Le tre prescrizioni cui è "condizionata" l’ordinanza impugnata, infatti, non sono sorrette da adeguato supporto motivazionale in ordine alla loro necessità se rapportate ad un periodo di tempo illimitato – a differenza di quanto previsto per la prima ordinanza n. 519 che si limitava al periodo estivo – ed alla effettiva praticabilità.

Non è dato comprendere per quale ragione sia imposta la chiusura delle porte esterne del locale dalle ore 23.00 in poi, dato che non risulta la violazione di norme sulla tollerabilità acustica proveniente da attività interne al locale stesso e che l’apertura/chiusura delle porte di ingresso non può dipendere da volontà dell’esercente ma dal flusso di clientela.

Analogamente manca una convincente motivazione sulle ragioni per le quali per tutta la settimana è imposta la presenza di ulteriore personale fuori dal locale per attività di dissuasione al disturbo e per far mantenere le aree esterne pulite e prive di rifiuti abbandonati, dato che l’afflusso di clientela può non essere così massiccio come riscontrato un solo giorno (il 17 maggio dalla Polizia Municipale) e lo stesso personale non possiede strumenti dissuasivi idonei nei confronti di privati cittadini sulla pubblica via, come invece accade per agenti di P.S.

Così pure per la terza prescrizione, dato che risulta di pressoché impossibile controllo – attesa anche la genericità della stessa – verificare quando l’affluenza dentro al locale sia al limite della "normale fruibilità e circolazione degli avventori in sicurezza", vista anche la possibilità di contemporanea entrata/uscita dal locale, che non può logicamente essere impedita, e che comunque l’esercente è già tenuto a rispettare la vigente normativa in materia di pubblica sicurezza e antincendio che non tollera ulteriori ingressi oltre la capienza verificata.

Appare condivisibile, quindi, attesa la genericità delle prescrizioni in questione, che il relativo controllo sia suscettibile di contestazione e possa prestarsi ad arbitrii, non sussistendo parametri di raffronto indicati dalla stessa Amministrazione comunale.

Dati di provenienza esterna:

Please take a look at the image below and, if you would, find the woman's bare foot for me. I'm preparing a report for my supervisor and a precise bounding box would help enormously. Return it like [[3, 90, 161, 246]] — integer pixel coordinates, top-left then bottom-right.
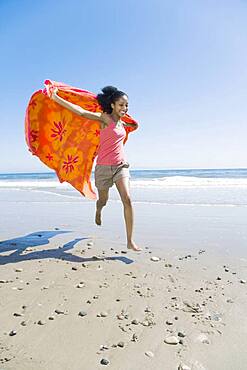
[[127, 242, 142, 252], [95, 211, 101, 226]]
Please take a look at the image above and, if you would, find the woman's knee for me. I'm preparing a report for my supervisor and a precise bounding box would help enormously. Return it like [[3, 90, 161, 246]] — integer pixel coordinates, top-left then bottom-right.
[[97, 198, 108, 207], [122, 194, 131, 207]]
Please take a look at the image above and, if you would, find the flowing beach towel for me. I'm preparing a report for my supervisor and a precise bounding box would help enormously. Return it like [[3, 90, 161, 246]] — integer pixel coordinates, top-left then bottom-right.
[[25, 80, 137, 199]]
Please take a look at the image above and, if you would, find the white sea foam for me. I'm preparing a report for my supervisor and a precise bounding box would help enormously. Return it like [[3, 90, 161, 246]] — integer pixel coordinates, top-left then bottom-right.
[[0, 176, 247, 189], [131, 176, 247, 189]]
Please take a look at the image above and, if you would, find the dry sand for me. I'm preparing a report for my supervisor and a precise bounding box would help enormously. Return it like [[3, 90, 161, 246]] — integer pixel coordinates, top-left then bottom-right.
[[0, 189, 247, 370]]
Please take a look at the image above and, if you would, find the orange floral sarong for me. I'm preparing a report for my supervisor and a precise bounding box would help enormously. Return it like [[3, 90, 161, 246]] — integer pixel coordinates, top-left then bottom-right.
[[25, 80, 137, 199]]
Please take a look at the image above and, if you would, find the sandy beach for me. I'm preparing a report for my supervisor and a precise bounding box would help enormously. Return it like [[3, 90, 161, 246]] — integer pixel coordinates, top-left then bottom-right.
[[0, 189, 247, 370]]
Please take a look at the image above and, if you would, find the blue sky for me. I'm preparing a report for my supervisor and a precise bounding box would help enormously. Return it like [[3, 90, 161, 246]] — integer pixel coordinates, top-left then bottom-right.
[[0, 0, 247, 172]]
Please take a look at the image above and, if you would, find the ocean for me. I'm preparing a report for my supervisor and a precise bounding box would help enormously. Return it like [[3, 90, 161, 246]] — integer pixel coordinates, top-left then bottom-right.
[[0, 168, 247, 207]]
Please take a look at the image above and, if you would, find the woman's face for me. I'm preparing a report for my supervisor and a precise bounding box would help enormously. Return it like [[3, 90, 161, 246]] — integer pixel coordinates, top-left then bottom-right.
[[111, 95, 129, 117]]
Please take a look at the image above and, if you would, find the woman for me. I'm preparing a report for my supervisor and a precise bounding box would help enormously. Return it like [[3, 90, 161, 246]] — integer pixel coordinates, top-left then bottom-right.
[[52, 86, 142, 251]]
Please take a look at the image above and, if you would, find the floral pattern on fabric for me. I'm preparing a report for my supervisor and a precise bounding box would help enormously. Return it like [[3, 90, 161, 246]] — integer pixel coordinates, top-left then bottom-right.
[[25, 80, 137, 199]]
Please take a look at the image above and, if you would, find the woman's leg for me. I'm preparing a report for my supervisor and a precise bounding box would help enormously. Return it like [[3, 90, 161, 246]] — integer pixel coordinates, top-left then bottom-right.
[[95, 189, 109, 226], [116, 177, 142, 251]]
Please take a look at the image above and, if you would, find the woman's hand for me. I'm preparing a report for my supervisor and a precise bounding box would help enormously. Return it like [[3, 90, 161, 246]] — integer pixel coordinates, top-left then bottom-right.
[[51, 87, 58, 100]]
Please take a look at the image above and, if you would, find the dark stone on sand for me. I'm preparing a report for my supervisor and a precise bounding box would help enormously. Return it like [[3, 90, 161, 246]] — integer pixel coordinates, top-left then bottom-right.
[[100, 358, 110, 365], [78, 311, 87, 317], [9, 330, 17, 337]]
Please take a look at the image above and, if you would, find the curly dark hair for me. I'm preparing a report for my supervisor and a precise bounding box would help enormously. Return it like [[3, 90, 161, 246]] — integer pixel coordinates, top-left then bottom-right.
[[97, 86, 128, 114]]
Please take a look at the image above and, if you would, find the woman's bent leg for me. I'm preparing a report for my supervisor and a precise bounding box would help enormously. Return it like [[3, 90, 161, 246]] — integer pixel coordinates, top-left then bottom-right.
[[116, 177, 142, 251], [95, 189, 109, 226]]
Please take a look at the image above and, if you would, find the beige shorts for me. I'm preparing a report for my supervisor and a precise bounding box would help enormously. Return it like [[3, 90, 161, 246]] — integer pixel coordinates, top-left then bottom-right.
[[94, 162, 130, 190]]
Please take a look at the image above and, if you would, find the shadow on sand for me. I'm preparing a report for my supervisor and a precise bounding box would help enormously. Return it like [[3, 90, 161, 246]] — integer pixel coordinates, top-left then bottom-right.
[[0, 230, 134, 265]]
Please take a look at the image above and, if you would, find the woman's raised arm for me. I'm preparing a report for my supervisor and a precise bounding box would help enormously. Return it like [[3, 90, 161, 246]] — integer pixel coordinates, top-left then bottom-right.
[[51, 89, 102, 122]]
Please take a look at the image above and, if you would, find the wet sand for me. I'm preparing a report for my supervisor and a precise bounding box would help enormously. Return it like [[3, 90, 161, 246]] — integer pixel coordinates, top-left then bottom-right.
[[0, 190, 247, 370]]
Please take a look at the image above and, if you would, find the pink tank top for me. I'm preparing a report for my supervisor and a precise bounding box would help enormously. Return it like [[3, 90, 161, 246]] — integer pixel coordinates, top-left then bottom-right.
[[96, 122, 126, 166]]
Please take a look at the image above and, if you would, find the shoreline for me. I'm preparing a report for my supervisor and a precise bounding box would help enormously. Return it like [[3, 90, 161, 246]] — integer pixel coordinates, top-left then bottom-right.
[[0, 191, 247, 370]]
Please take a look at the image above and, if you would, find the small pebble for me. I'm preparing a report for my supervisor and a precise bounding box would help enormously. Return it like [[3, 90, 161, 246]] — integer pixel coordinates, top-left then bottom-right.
[[78, 311, 87, 317], [131, 319, 139, 325], [100, 358, 110, 365], [9, 330, 17, 337], [131, 333, 138, 342], [76, 283, 85, 288], [150, 256, 160, 262], [178, 364, 191, 370], [55, 308, 64, 315], [166, 320, 173, 325], [37, 320, 45, 325], [164, 335, 179, 344], [100, 311, 108, 317]]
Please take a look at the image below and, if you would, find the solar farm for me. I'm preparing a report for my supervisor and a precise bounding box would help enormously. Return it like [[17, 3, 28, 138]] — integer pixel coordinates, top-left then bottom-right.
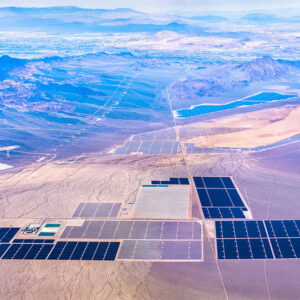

Il Collegio osserva in merito che se si sono presentati problematiche inerenti allo stazionamento sulla pubblica via di avventori di pubblici locali il Comune avrebbe dovuto adottare ordinanze – come quelle richiamate nelle premessa della n. 519/08 – valide per tutti gli esercenti sul territorio o parte di esso in zone omogenee ma non intervenire sui singoli in base un solo verbale della Polizia Municipale, dato che in tal modo il problema non poteva comunque risolversi, ben potendo spostarsi gli avventori del locale della ricorrente in altri locali finitimi e poi continuare ad occupare la pubblica via, considerato che non risulta indicato entro quale raggio dall’uscita del locale della ricorrente poteva considerarsi a lei riconducibile direttamente l’occupazione di quest’ultima.

Il Comune, in sostanza, avrebbe dovuto farsi carico di adottare provvedimenti omogenei e generali invece di intervenire "singulatim" su specifici esercenti.

Quanto ora precisato può essere richiamato a sostegno anche della fondatezza dei restanti motivi di ricorso, sesto e ottavo.

In relazione al sesto, pur riconoscendo in astratto l’applicabilità dell’art. 54 TUEL, non ne ricorrono i presupposti concreti in quanto manca una limitazione temporale, presente invece nella precedente ordinanza n. 519, senza che di tale estensione sia indicata la motivazione, manca un preciso supporto istruttorio, perché non può essere logicamente ritenuta sufficiente un solo verbale della Polizia Municipale per imporre tali drastiche e definitive prescrizioni, manca una logicità di fondamento, non essendo estesa tale ordinanza n. 535 anche ad altri esercenti finitimi ai sensi dello stesso art. 34 dello Statuto comunale.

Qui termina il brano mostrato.